> For the complete documentation index, see [llms.txt](https://heunnajo.gitbook.io/algorithms-problem-solving-skills/llms.txt). Markdown versions of documentation pages are available by appending `.md` to page URLs; this page is available as [Markdown](https://heunnajo.gitbook.io/algorithms-problem-solving-skills/algorithm-problems/longest-substring-with-at-most-two-distinct.md).
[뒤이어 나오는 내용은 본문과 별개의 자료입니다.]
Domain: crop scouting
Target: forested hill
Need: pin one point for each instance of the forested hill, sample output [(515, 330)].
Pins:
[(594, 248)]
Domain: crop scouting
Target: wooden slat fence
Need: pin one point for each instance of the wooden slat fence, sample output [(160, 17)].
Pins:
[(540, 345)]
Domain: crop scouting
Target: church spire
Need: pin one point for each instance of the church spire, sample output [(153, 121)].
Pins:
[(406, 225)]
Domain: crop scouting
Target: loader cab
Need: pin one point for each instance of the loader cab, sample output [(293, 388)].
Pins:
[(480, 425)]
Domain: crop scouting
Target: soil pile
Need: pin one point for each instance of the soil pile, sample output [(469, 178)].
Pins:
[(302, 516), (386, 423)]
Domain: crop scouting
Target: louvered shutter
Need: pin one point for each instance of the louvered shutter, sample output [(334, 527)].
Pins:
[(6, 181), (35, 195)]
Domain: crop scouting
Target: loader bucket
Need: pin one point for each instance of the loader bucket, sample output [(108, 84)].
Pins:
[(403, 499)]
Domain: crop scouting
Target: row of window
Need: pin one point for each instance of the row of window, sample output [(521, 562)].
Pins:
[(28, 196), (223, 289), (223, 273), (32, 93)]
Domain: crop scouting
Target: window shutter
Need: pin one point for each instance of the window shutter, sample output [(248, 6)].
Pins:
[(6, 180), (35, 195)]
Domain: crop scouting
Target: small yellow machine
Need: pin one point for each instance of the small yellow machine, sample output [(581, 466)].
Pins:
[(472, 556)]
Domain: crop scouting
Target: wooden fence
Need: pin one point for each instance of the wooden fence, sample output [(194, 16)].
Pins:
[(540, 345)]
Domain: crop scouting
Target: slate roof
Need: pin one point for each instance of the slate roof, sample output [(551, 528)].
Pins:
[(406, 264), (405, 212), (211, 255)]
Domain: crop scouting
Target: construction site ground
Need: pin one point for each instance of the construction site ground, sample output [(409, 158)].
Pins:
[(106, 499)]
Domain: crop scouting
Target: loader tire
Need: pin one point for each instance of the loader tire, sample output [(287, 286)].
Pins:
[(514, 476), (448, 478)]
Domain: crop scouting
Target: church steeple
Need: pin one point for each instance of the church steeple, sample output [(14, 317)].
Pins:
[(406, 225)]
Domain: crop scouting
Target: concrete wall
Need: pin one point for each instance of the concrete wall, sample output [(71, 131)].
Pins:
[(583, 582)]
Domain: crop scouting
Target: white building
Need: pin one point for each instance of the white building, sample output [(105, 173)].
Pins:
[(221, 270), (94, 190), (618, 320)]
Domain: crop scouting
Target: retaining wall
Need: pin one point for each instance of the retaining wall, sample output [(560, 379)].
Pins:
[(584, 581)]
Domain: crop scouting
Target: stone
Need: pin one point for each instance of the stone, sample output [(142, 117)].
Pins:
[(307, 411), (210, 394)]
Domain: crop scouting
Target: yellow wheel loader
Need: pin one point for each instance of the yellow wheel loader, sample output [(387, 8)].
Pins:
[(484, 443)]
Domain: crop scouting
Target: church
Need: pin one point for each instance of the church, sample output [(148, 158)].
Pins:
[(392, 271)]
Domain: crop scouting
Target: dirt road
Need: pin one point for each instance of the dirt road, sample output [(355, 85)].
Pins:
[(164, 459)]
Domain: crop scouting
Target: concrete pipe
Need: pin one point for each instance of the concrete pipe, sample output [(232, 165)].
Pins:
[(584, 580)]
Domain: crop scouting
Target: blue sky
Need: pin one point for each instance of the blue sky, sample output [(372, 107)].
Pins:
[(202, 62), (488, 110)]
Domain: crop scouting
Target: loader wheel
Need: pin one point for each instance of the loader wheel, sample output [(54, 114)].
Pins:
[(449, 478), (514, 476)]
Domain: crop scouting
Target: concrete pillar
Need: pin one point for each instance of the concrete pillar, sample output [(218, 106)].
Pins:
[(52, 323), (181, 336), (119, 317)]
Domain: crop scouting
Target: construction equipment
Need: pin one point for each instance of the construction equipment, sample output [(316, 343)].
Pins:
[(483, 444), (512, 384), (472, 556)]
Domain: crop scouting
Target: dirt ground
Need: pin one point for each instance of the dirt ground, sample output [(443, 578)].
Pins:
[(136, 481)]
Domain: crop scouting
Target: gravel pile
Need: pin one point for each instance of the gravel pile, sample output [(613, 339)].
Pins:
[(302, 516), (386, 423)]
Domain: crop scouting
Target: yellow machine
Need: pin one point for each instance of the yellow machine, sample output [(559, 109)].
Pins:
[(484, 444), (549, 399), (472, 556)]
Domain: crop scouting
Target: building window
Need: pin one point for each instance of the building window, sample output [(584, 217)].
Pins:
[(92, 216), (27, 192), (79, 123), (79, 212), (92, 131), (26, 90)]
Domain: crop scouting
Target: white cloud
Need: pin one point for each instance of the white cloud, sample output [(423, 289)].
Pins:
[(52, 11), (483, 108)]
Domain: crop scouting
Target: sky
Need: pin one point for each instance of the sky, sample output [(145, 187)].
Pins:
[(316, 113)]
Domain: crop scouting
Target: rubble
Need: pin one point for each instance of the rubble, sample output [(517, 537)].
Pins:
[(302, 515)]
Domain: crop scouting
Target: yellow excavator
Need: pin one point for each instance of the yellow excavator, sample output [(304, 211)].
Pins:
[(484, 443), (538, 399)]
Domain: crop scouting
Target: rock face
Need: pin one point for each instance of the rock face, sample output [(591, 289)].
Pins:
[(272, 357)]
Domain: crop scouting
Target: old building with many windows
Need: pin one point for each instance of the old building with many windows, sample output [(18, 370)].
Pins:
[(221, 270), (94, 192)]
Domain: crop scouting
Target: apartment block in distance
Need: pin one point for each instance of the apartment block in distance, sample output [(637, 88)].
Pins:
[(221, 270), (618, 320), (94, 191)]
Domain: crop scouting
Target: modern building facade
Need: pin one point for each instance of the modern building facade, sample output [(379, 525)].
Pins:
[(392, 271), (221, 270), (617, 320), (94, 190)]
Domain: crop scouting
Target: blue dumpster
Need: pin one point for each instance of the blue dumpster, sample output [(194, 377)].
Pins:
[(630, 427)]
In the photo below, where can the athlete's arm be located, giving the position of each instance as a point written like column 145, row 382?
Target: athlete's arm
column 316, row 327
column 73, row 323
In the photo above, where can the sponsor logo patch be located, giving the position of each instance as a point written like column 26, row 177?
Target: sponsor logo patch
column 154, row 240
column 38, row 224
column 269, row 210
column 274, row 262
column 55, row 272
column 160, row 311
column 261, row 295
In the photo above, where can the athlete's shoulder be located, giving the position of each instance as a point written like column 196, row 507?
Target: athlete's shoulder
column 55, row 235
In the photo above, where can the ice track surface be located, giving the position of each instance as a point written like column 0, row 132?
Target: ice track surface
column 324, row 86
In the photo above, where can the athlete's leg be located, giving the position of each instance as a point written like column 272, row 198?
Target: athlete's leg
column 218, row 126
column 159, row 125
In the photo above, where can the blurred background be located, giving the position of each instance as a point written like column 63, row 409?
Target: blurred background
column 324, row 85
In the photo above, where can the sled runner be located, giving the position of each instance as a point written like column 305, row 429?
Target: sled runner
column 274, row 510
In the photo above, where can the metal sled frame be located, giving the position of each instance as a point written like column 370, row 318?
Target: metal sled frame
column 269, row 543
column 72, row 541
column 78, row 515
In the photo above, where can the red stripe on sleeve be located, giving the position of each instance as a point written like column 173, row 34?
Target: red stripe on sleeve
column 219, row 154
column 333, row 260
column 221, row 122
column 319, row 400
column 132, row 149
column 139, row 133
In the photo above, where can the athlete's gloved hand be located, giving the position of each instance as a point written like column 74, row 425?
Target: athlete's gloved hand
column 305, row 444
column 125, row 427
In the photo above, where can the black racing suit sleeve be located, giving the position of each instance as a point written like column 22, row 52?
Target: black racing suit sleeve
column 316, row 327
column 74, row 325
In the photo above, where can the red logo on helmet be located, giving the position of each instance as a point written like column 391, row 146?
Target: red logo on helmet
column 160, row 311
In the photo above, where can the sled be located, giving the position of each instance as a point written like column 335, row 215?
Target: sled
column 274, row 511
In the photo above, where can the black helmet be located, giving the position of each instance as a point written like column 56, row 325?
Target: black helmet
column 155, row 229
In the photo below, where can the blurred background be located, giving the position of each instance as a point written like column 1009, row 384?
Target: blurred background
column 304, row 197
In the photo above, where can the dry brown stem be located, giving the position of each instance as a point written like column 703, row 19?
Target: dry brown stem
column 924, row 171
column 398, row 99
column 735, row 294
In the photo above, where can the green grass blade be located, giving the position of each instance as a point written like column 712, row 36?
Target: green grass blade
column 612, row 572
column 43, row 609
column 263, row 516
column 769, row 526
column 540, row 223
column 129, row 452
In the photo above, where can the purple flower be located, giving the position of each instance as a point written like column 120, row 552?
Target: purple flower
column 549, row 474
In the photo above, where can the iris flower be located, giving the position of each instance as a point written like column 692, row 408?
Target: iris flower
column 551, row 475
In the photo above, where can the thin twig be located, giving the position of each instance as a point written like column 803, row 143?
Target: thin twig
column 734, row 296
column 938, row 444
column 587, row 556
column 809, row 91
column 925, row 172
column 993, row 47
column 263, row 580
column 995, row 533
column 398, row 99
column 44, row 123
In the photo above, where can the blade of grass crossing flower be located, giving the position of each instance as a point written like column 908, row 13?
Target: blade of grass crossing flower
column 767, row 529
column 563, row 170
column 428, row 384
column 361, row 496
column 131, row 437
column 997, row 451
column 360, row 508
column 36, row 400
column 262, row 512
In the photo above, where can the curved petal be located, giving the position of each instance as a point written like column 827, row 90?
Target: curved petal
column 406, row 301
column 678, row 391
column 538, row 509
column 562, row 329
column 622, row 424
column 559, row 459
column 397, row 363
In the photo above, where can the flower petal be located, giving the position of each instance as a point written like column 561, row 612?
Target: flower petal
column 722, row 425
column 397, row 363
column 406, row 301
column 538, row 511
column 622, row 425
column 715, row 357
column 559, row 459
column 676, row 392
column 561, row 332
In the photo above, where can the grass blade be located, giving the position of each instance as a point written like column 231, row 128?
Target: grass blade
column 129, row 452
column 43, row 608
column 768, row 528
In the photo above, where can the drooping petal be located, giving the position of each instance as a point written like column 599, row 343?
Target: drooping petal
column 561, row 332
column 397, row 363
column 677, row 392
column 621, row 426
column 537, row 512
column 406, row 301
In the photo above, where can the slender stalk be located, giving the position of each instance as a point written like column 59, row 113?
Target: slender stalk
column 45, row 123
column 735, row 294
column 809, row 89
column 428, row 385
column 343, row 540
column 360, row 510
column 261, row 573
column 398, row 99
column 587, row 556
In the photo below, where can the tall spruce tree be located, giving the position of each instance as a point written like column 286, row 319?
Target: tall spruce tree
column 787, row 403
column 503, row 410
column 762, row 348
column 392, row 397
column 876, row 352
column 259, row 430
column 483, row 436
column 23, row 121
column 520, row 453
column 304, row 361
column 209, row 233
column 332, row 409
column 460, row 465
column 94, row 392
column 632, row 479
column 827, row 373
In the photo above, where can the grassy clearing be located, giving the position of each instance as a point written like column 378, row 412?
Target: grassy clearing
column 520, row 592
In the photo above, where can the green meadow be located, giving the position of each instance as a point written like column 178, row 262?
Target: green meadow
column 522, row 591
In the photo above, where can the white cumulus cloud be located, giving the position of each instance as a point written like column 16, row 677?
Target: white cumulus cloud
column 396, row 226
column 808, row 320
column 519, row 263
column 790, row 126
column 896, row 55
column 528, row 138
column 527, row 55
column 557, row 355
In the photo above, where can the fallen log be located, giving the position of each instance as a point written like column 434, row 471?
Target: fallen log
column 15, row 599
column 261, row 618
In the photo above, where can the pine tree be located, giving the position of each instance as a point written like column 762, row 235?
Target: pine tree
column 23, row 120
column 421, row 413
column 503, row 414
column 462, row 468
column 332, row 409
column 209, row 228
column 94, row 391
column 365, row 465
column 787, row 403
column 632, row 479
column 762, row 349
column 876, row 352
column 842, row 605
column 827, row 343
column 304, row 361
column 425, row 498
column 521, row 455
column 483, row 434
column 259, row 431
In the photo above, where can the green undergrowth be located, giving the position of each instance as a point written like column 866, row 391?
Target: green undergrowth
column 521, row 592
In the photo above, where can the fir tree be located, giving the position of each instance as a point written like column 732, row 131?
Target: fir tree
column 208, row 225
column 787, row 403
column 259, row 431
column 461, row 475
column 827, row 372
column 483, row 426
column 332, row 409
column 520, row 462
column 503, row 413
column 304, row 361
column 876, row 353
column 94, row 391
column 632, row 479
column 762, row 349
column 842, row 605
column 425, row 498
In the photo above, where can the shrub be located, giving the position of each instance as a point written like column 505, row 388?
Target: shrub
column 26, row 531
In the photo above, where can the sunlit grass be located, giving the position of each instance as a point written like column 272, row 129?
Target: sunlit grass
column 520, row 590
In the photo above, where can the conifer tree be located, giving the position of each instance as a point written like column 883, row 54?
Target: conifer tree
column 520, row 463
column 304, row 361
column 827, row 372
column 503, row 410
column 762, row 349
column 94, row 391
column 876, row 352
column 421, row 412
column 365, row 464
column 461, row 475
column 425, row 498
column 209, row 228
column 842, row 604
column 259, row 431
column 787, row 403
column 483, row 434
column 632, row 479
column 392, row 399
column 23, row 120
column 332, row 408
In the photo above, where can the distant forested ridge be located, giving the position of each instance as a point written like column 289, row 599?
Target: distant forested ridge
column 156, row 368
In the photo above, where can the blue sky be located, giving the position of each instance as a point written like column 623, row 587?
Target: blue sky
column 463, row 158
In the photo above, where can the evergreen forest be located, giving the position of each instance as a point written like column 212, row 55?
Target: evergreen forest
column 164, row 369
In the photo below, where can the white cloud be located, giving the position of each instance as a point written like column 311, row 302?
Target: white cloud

# Longest Substring With At Most Two Distinct

Given a string s, find the length of the longest substring *t* that contains at most 2 distinct characters.\
최대 2개의 구분되 철자를 포함하는 가장 긴 substring의 길이를 구해라.

> Example 1 :\
> Input : "eceba"\
> Output : 3\
> Explanation : t is "ece" which its length is 3.
>
> Example 2 :\
> Input : "ccaabbb"\
> Output : 5\
> Explanation : t is "aabbb" which its length is 5.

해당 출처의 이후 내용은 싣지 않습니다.